The increasing use of roots, as winter feed for animals, has brought about the construction of root cellars as a means of preserving this valuable food. A root cellar must be sufficiently warm and dry to keep roots from freezing or rotting. By building the cellar below ground the warmth is greatly increased. To do this, however, a material must be employed which is moisture-proof and which will not rot. For these reasons use concrete.

The cellar shown in the illustration on page 91 extends 5 feet below, and 2 feet above ground level. The walls are 5 inches thick, and are made of concrete proportioned 1: 2: 4.

Choose a well drained site, and dig a pit in the earth to the desired depth and with an entrance-way so sloped as to make provision for concrete steps, which will have a rise of 7 inches and a tread of 10 inches.

Build a floor of the same thickness as the walls. Set inside box form and fill the space between this form and the earthen side walls with the wet concrete, the same as for UNDERGROUND CISTERNS, page 68.

Above the ground level an outside form must be used. The roof is built in the way described on page 86 except the thickness is increased to 5 inches.

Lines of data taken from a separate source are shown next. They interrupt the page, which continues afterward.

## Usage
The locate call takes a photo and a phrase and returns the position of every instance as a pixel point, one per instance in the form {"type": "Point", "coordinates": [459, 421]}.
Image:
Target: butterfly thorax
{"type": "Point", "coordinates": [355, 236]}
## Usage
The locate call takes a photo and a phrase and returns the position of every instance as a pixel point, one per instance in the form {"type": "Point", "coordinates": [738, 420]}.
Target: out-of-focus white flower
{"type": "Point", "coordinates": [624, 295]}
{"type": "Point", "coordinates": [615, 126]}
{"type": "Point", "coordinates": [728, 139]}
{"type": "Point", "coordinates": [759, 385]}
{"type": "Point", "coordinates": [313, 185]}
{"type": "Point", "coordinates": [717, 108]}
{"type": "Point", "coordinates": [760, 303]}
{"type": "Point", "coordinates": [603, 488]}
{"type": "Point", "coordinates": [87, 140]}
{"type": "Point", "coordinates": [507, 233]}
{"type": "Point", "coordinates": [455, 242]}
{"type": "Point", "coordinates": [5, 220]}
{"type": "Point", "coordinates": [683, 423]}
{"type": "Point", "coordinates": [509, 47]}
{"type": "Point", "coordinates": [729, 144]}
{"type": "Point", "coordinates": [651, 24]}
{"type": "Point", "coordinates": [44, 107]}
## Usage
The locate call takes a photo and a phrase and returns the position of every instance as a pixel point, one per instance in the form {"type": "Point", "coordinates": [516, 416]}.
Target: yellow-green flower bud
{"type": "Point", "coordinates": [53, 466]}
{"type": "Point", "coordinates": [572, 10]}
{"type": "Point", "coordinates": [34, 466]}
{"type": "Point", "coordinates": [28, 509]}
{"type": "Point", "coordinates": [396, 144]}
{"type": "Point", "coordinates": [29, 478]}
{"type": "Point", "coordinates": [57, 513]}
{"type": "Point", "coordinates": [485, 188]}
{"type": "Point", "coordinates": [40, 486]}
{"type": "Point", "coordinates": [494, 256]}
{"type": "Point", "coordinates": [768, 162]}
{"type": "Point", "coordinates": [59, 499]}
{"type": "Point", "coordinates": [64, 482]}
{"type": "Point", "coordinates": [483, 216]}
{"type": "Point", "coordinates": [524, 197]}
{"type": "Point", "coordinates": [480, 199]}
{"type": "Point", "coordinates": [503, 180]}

Ventilators are provided in the roof, by imbedding lengths of sewer pipe in the concrete. Add galvanized tin hoods to keep out the rain.

By referring to page 90, there will be found a description of how to build a hatchway and steps.

Immediately after the side wall forms have been erected, the door frame should be set in its required position, before placing concrete.

Similar structures are also used as bee, vegetable, fruit and cyclone cellars. Concrete cellars are great favorites with growers of apples, potatoes and cabbage. By adjusting the ventilator openings, the temperature can always be kept at just the right point. Moreover, since rats and mice cannot gain an entrance to a concrete root cellar, there is no waste causing decay, and the vegetables keep better.

In cold climates bees must be warmly housed in winter, lest they freeze to death. By no other means than underground cellars can they be safely brought through the winter. The bee cellar must be dry, in order that the bees stay in good health. In no way, can there be provided so even a temperature or so dry an atmosphere, as by the use of concrete. Bees kept in concrete cellars come through the winter in perfect condition.

=Materials Required= Crushed rock or screened gravel 11 cubic yards at $1.10 $12.10 Sand 5½ cubic yards at $1.00 5.50 Portland cement 15 barrels at $2.50 37.50 ------ $55.10

Poultry Houses

The high price of all foods has made poultry raising profitable. But to have laying hens they must be carefully tended. Their houses must be clean, and free from draughts. Young chickens must be protected from rats, skunks and foxes.

Concrete houses fill every requirement of an ideal poultry house. To clean a house of concrete, spray it with oil and burn it out. Concrete is fireproof. Rats cannot gnaw through a concrete floor or sidewalk. In a concrete house there are no cracks through which the snow can sift, or in which lice and bedbugs can hide.

Locate the poultry house where there is plenty of sunlight and where the concrete poultry yard (see FEEDING FLOORS, page 43) may be wind protected. Build the house as directed under SMALL BUILDINGS, page 82. As the walls are being placed, insert short pieces of gas pipe at convenient heights to support the shelves for the nests (one style of nest shown on page 94) and the rails for the roosts. If desired, a one-way-slope concrete roof may be made.

Make the floor on an 8-inch fill of gravel, or of slabs built on a smooth floor and later set in place. Lay heavy wire fencing in the concrete slab 1 inch from the under side.

Poultry Watering Troughs

To rid the farm of cholera and roup, nothing aids more than concrete drinking troughs. Occasionally scrub the troughs, spray them with oil and burn them out.